La revue Africultures, parue ce mois-ci, s’intitule Objets d’inhumanité. Frontières, traversées, migrations. Nous vous en proposons ici un extrait. Dans ce magazine Afriscope, Amzat Boukari-Yabara, historien, décrypte les réactions politiques des sociétés civiles aux dirigeants politiques, africains et européens, sur la crise migratoire incarnée à son paroxysme par la situation libyenne. Que nous dit, quant à lui, Wilfried N’Sondé avec son nouveau roman, Un océan, deux mers, trois continents en Une de ce numéro ? Il nous raconte l’esclavage, au 17e siècle, à travers la fi gure historique d’un prêtre du Kongo, Nsaku Ne Vunda.
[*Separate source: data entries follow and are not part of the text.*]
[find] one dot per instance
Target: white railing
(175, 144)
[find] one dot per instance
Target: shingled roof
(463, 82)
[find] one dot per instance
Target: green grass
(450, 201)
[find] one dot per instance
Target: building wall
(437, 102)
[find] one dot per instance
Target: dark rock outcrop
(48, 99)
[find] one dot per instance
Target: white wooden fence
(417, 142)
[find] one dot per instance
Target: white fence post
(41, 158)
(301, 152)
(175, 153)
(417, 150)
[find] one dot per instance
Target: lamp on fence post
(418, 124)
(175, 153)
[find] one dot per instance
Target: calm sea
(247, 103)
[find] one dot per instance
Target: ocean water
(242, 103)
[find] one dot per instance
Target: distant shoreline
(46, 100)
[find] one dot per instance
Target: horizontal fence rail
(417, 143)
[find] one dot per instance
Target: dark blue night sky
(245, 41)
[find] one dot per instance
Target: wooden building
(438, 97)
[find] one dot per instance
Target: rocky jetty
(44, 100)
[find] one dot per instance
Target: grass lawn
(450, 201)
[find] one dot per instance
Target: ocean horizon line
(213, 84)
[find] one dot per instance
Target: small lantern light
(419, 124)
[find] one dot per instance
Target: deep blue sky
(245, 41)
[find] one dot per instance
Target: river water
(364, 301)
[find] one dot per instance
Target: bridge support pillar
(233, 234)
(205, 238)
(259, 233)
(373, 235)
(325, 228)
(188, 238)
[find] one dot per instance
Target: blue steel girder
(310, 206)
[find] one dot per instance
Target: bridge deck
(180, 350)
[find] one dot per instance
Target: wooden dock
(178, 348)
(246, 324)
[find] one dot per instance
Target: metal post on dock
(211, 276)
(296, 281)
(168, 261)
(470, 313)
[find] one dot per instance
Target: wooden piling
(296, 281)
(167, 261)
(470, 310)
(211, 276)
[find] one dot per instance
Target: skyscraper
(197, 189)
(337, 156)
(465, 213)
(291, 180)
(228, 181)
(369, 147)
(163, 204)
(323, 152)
Il lui donne une voix dans la traversée de l’Atlantique qu’il a réellement faite, envoyé par son roi, auprès du Vatican pour demander au pape d’abolir l’esclavage. Il remet en cause, par sa trajectoire et par l’union des forces qu’il construit avec un matelot,
un système de division racialisé en construction à des fi ns économiques dont nous sommes, aujourd’hui encore, les héritiers. Il était en avance sur son temps mais son message ne saurait être vain, 400 ans après avoir été formulé. Et Wilfried N’Sondé l’a senti et nous le transmet. Parfois, pour reprendre les mots de Toni Morrison, l’écrivain peut être plus « fiable » que l’historien. Par la subjectivité introduite dans l’oeuvre de fiction, alliée à une documentation précise, un roman peut faire ressentir un fait historique à un lecteur qui en serait a priori distant et révéler aussi la contemporanéité de ses réflexions. « J’avais déjà lu des études, témoigne Morrison au sujet des enfants soldats en Afrique. Mais par le biais [d’un] roman, moi, femme américaine de 75 ans, j’ai pu entrer en lien direct avec cet enfant africain. C’est en cela que la littérature est une forme de transmission, de connaissance. »1
Forgé dans l’intime, le roman de N’Sondé décrit tout autant la complexité d’un système en marche, qu’il insuffle la nécessité de l’action. Comment ne pas lire une description de notre temps dans ces mots : « Des centaines de vies broyées, sacrifiées, utilisées au profit de la prospérité d’une poignée d’individus ». En ces temps où nous avons, à la fois les moyens de nourrir toute la planète, à la fois ceux de la détruire par des politiques de domination et d’oppression mortifères, « gloire à tous ceux qui de leurs cris tissent les feux de l’aube », nous dit le poète Franketienne. Et aux artistes et intellectuels, tout autant qu’aux élans solidaires qui se déploient, il est d’augure de citer Glissant : « Quitter le cri, forger la parole. Ce n’est pas renoncer à l’imaginaire ni aux puissances souterraines, c’est armer une durée nouvelle, ancrée aux émergences des peuples ».

 

1. Citée dans « Esclavage et littérature. Représentations francophones ». Sous la direction de Christiane Chaulet Achour. 2016. Classiques Garnier.